# Apache Airflow for building pipeline
In the field of Data Science, a data pipeline usually represents a system that ingests, processes, analyzes data.  Sometimes a pipeline also fits and evaluates machine learning models and produce predictions.  As I have came across quite a bit of job postings that ask for experience in building data pipelines with Apache Airflow, I decided to give it a try and increase my own competency.  

Apache Airflow is an open source pipeline building library that all the coding can be based on Python.  Since I mostly practice data science in Python, building pipelines with Airflow becomes a great option for me.

## Project goal
As the purpose is building a data pipeline, I want to dig out something interesting from open data source.  As social media has been a major way of communications, my idea is to cross-analyze Tweeter messages and other societal or environmental factors.

For example, it'll be interesting to see if human communications are affected by the weather, or if results of sports games spur more discussion than government policies do.

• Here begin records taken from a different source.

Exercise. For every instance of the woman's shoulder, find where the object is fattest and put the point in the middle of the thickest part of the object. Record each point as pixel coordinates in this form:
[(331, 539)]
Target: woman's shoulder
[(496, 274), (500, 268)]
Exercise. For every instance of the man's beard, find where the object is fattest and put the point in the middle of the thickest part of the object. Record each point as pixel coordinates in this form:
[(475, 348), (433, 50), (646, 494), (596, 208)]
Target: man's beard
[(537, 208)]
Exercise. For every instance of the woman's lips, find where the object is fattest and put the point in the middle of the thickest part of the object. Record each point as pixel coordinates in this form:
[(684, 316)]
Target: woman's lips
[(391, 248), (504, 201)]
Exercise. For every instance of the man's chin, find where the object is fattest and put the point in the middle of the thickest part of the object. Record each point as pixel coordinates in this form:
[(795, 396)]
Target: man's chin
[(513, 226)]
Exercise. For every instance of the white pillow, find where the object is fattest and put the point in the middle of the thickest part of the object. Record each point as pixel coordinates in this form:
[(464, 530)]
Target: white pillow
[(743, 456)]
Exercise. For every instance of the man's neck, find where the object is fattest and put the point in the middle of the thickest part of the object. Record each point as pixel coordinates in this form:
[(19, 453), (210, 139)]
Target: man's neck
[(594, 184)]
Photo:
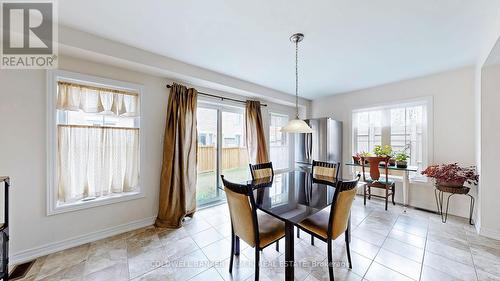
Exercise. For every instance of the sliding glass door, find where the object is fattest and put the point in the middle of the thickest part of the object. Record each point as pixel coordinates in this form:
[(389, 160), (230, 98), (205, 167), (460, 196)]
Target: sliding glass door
[(221, 150)]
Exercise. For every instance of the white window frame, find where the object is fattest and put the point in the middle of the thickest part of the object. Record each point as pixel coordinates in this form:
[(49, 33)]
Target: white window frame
[(290, 140), (53, 76), (427, 131)]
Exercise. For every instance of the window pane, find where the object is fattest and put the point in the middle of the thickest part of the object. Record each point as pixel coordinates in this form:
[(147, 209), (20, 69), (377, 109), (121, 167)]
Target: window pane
[(278, 142), (206, 186)]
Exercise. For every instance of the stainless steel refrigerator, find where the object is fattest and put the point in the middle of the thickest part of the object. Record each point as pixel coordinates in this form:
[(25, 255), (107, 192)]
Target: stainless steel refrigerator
[(323, 144)]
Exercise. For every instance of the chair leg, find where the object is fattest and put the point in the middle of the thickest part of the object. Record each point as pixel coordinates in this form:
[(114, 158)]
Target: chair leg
[(347, 247), (232, 253), (386, 196), (393, 192), (330, 260), (257, 257)]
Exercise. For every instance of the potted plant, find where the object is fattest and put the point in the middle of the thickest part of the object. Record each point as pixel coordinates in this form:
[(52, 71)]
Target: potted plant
[(452, 175), (364, 154), (383, 151), (401, 159), (356, 158)]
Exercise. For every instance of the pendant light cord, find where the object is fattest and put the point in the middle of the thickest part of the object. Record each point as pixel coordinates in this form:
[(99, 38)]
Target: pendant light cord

As this idea involves multiple data sources and various areas in machine learning, I try to lay out the plan of attack in different phases:  
- Phase 1: Ingest and aggregate weather data.  
    I'm planning to use the API of OpenWeatherMap to get region specific weather data.  Thankfully, OpenWeatherMap provides free-tier of service that allows 1M api calls per month, which suits my requirement very well
    
- Phase 2: Ingest Tweeter data and perform topic modeling.  
    Tweeter also provides free-tier API registration and is suitable for my needs.  For now, I am planning to do topics modeling using Gensim to find the trend of subject matters in people's tweets.  
    
- Phase 3: Ingest news feeds and perform topic modeling.  
    As I'll start by focusing on Canadian news, CBC has RSS feeds to be used.  I am interested in comparing the popular topics of Canadian news with the hot topics on Tweeter.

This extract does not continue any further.